TJ13’s Andrew Huntley-Jacobs spoke on the eve of the final day in Jerez with engineers from Brixworth, who were amused at the hype over the Ferrari lap times – suggesting the silver arrow has a lot ore in hand for Barcelona.
F1 division 2
If nothing else, Bernie Ecclestone is a survivor; and to survive the most tumultuous of external environments, adaptability is a key requirement.
Ecclestone does a finance ‘health check’ of the Formula One teams in the autumn of each year, and in 2014 he discovered what many had been predicting for months and years. Two F1 teams were on the brink of collapse and others were steps not miles behind them.
There was talk of 3 car teams from around Monza, and the willing and helpful Christian Horner joined the chorus stating as late as November: “I hope that Marussia and Caterham get their act together. If not, and we had to run a third car, we would be in a position to.

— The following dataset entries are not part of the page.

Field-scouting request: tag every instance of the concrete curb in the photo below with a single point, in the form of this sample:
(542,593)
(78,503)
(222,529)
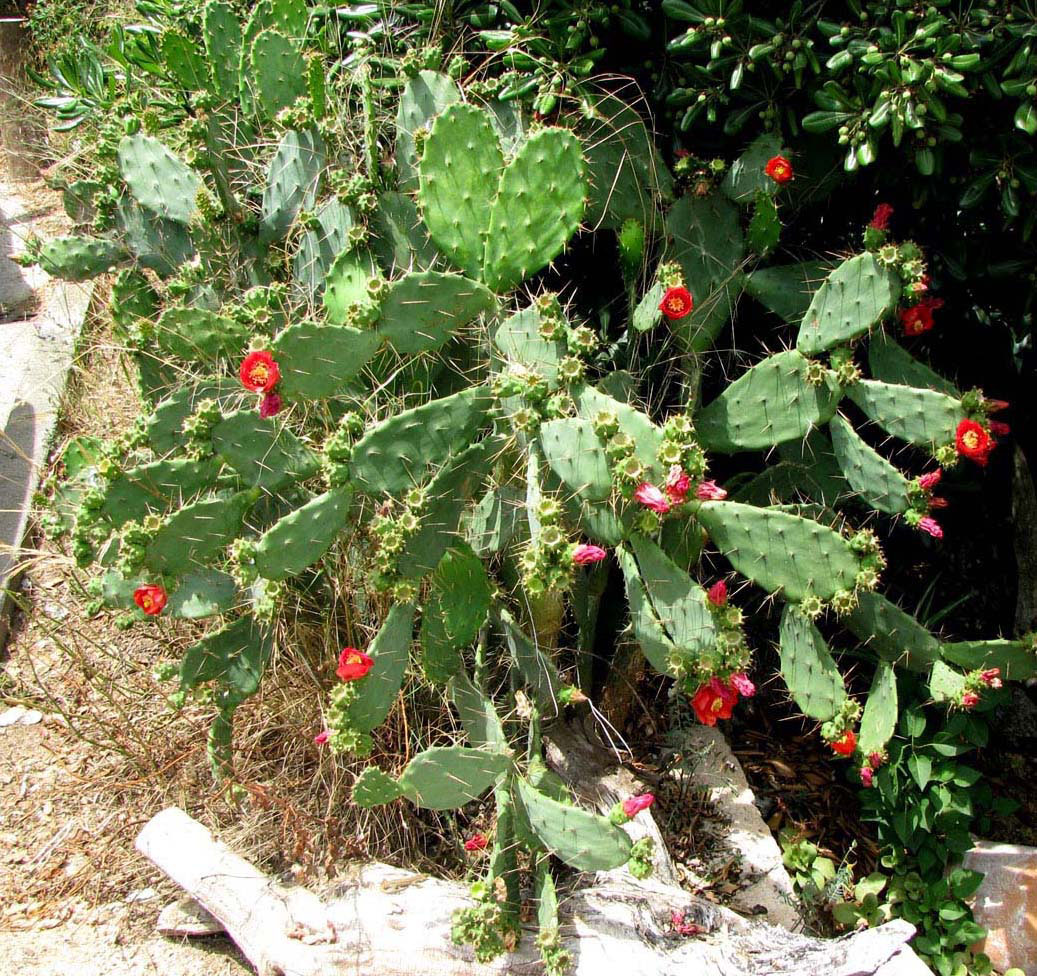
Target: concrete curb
(37,355)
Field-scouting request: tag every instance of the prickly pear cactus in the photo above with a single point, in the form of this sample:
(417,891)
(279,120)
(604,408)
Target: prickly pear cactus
(354,370)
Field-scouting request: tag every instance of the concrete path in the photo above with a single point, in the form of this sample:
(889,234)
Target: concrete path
(39,325)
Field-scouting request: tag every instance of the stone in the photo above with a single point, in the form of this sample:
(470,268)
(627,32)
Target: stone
(187,918)
(1006,902)
(765,883)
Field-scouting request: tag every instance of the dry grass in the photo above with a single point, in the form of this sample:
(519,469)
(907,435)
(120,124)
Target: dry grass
(116,749)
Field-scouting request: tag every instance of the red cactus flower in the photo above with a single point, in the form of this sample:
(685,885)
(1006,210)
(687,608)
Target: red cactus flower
(652,498)
(677,484)
(929,525)
(991,677)
(973,442)
(717,594)
(585,555)
(259,371)
(779,169)
(741,684)
(930,480)
(150,598)
(709,492)
(713,700)
(676,303)
(353,664)
(918,318)
(270,405)
(681,927)
(846,744)
(880,220)
(634,805)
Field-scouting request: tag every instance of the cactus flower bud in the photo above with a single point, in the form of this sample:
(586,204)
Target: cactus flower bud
(928,481)
(270,406)
(652,498)
(717,593)
(585,555)
(713,700)
(741,684)
(710,492)
(990,677)
(779,169)
(150,598)
(880,219)
(676,303)
(353,664)
(928,524)
(634,805)
(845,745)
(677,484)
(973,442)
(259,371)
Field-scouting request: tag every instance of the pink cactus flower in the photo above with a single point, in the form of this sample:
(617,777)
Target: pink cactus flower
(652,498)
(634,805)
(270,405)
(741,684)
(930,480)
(585,555)
(931,526)
(717,594)
(991,677)
(677,484)
(709,492)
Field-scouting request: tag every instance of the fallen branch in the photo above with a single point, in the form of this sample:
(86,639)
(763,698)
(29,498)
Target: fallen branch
(393,922)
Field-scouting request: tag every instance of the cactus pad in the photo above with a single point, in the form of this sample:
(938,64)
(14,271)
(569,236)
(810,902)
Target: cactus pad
(447,777)
(768,405)
(77,258)
(318,361)
(303,536)
(374,787)
(780,551)
(869,474)
(159,180)
(583,840)
(807,666)
(918,416)
(879,719)
(855,298)
(424,309)
(895,636)
(391,650)
(397,453)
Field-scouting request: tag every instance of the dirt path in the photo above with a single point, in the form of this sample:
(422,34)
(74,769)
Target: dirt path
(75,898)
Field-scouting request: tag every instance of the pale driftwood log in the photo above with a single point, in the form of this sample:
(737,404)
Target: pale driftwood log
(391,922)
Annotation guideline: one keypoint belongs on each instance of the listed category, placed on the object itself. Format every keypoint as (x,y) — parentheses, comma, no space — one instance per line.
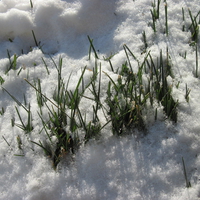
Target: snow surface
(125,167)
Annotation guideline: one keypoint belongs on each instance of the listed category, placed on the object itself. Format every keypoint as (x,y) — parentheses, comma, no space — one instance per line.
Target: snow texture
(128,167)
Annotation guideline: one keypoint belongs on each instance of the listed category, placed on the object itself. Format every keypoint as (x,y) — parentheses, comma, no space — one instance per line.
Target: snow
(127,167)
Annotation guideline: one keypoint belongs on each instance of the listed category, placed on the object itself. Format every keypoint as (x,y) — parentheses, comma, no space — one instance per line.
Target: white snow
(127,167)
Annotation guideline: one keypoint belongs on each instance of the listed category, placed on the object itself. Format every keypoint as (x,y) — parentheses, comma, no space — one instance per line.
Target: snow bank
(129,167)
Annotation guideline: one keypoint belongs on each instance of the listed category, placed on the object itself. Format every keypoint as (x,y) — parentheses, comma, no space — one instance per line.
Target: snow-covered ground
(127,167)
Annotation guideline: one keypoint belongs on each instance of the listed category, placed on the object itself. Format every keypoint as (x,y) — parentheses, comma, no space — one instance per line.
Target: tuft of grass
(2,111)
(126,99)
(187,93)
(26,127)
(166,20)
(12,62)
(160,71)
(155,13)
(194,27)
(31,3)
(183,18)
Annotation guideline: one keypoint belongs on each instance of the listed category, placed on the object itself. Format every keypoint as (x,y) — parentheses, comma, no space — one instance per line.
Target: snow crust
(127,167)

But we will need to know pretty quickly – it’s already November”.
However, almost 2 months earlier, Eric Boullier of McLaren had revealed to build “the chassis and the logistics of the third car… the people around it…. we would need about six months’ notice.”
Someone wasn’t telling the truth.
Well three car teams fell by the wayside as did Caterham and Marussia, leaving just 18 cars at present to take the grid in Australia two months from now.

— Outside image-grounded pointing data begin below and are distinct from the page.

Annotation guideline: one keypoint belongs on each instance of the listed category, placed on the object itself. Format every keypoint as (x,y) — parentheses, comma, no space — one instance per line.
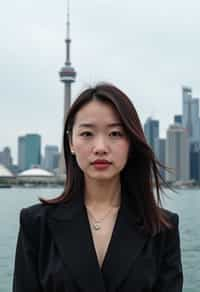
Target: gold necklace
(96,225)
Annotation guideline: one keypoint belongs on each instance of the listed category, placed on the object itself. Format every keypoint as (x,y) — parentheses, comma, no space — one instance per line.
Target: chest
(102,236)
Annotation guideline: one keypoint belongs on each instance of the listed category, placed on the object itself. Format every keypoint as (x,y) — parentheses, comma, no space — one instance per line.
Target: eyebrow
(89,125)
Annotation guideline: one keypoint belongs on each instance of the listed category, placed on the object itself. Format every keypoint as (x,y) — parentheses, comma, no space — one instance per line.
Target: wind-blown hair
(141,174)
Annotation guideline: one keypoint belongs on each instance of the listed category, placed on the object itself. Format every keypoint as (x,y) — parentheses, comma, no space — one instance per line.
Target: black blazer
(55,253)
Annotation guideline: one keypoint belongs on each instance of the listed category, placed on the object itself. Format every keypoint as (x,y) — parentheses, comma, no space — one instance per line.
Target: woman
(107,231)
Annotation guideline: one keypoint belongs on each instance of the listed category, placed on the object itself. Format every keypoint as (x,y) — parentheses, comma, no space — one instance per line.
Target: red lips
(101,161)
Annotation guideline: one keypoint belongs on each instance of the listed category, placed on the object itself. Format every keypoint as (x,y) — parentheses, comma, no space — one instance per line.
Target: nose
(100,145)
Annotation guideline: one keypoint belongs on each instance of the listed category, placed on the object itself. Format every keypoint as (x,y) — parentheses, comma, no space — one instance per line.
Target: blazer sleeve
(170,275)
(25,276)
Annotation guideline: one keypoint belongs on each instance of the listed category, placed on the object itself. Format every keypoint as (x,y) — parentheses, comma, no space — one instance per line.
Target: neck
(102,193)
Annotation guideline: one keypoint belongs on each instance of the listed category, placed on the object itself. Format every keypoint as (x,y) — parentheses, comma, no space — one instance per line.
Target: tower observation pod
(67,76)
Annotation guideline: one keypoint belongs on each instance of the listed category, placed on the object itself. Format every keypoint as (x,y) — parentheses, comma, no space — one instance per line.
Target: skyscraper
(191,114)
(160,151)
(6,158)
(51,153)
(29,151)
(67,76)
(177,153)
(151,131)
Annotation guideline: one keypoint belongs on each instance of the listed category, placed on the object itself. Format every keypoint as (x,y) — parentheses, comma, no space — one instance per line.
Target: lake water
(186,203)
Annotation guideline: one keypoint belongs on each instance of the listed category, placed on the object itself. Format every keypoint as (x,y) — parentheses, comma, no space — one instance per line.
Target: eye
(86,134)
(116,134)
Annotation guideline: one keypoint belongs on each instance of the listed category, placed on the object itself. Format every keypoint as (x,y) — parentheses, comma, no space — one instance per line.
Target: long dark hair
(142,170)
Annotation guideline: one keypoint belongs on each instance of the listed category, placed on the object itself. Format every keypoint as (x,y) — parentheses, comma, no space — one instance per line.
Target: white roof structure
(35,172)
(4,172)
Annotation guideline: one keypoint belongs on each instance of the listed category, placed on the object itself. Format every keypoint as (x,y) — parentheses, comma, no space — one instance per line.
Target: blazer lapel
(128,240)
(70,230)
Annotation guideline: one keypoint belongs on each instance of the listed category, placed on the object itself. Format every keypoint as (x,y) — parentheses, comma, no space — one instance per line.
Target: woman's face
(99,135)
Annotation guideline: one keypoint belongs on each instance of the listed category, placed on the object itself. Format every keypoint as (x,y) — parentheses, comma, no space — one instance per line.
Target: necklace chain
(97,223)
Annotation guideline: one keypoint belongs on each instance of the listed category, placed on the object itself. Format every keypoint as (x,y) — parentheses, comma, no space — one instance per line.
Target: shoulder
(35,214)
(171,216)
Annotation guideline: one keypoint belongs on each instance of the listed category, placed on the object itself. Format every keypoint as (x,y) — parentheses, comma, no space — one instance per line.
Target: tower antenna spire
(68,19)
(67,76)
(68,40)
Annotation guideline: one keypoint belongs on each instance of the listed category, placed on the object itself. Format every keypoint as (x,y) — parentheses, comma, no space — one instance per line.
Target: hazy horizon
(148,49)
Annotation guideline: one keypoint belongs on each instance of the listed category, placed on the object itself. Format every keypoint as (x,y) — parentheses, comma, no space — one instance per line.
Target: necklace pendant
(96,226)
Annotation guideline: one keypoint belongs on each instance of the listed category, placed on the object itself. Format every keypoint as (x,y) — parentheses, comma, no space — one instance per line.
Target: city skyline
(148,50)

Yet there are commercial agreements in pace with race promoters and TV companies where should the number of cars attending a Formula One weekend fall below a certain number – the contracts with FOM become void.
Speaking to SKY F1 in Austin, Ecclestone appeared nonchalant about the number of cars on the grid. “It could go down to 14. If we lose another two teams that is what will happen. I can’t predict if it won’t or it will. But if it is 18 no drama at all.”
However, with Force India’s rejection of a plan which would allow Marussia to return to the grid in 2015 and the Silverstone outfit themselves apparently strapped for cash and unable to release their 2015 chassis from a warehouse in a southern British port – the number of teams in Melbourne cold in fact be 16.
Ina desperate bid to ensure this doesn’t happen, Bernie Ecclestone presented a plan to the F1 strategy group last week which would see him provided a start-up fund of 15m euro’s for anyone wishing to enter the 2015 in a ‘B’ division competition.
This plan would see the Caterham fans favourite F1 consultant, Colin Kolles, prepare a chassis based upon the 2013 Red Bull car and Flavio Briatore would offer a V8 engine produced at Mecachrome.
The strategy group rejected this proposal, leaving Ecclestone with little choice but to ensure Force India make it to Melbourne – and as insurance probably the re-birthed Marussia too.
F1 division 2 at present seems dead in the water, though with the aptitude abilities of Bernie Ecclestone in play – who knows what the next plan could be.